Der linke Antispeziesismus betont, wenn er historisch-materialistisch argumentiert, dass Speziesismus eine Ideologie bezeichnet, die kennzeichnend für eine bestimmte Phase der bürgerlichen Gesellschaft ist und nicht auf frühere Zeiten zurück- oder in andere Gesellschaftsformen hineinprojiziert werden sollte. Was wir heute unter speziesistischer Ideologie verstehen, sei erst mit der bürgerlichen Aufklärung entstanden und setze bestimmte mit ihr verbundene Ideen wie etwa die der Freiheit des Individuums voraus. Indigene Jäger-und-Sammler-Kulturen sowie Tiere könnten deshalb nicht des Speziesismus bezichtigt werden.[28]
Der Theologe Ulrich H. J. Körtner[29] argumentiert, eine ethische Gleichsetzung des Speziesismus mit Rassismus oder anderen Chauvinismen sei grundsätzlich falsch, weil der Mensch sich durch moralische Einsicht von nichtmenschlichen Tieren auszeichne. Die Verantwortung für den Mitmenschen entspringe dieser Tatsache. Man könne den Speziesismus mit dem Argument der Gleichbehandlung analog beliebig ausweiten, da sich keine feste Grenze zwischen belebter und unbelebter Natur aufzeichnen ließe. Es werde verständlich, dass eine Ethik somit auf mehr als formalen, utilitaristischen Prinzipien (gleiche Berücksichtigung von Interessen) fußen müsse, um überhaupt bedeutend sein zu können.
Dass diese Auszeichnung des Menschen tatsächlich eine anthropologische Universalie sei, wird bestritten. Eine (nicht notwendigerweise antispeziesistische) Gruppe von Anthropologen vertritt die Ansicht, dass Grenzkriterien zwischen menschlichen und nichtmenschlichen Tieren entweder nicht anthropologisch universal gelten oder zumindest für einige nichtmenschliche Tiere auch griffen.

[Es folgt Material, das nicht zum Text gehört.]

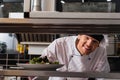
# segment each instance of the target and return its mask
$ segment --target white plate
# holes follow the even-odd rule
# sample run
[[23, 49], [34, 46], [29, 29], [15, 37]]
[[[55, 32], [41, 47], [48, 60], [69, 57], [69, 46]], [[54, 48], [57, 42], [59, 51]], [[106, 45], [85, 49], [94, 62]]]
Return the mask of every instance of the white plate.
[[56, 70], [63, 66], [63, 64], [24, 64], [17, 63], [17, 66], [23, 67], [24, 69], [31, 70]]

Ferner wird eingewandt, dass eine gleiche Berücksichtigung von Interessen keineswegs eine Gleichheit von Interessen impliziert: Gegenständen und Pflanzen werden keine Interessen im Sinne von Wohlbefinden zugesprochen, da ihnen entsprechende Wahrnehmungsorgane und Bewusstsein fehlen. Die Frage, inwiefern Tiere elementare Bewusstseinseigenschaften haben, galt hingegen lange Zeit als umstritten.[30] Im Jahre 2012 erklärten jedoch eine Reihe von Neurowissenschaftlern und Neurowissenschaftlerinnen in Form der Cambridge Declaration on Consciousness[31], dass eine Vielzahl nicht-menschlicher Tiere, insbesondere (aber nicht ausschließlich) Säugetiere und Vögel, die neuroanatomische Grundvoraussetzung für das Erleben von Bewusstseinszuständen besitzen.
Zu den Gegnern des Antispeziesismus gehört die Sozialwissenschaftlerin Jutta Ditfurth. Sie wirft ihm in ihrem Buch Entspannt in die Barbarei. Esoterik, (Öko-)Faschismus und Biozentrismus das Infragestellen jeglicher humanistischer Werte vor.[32]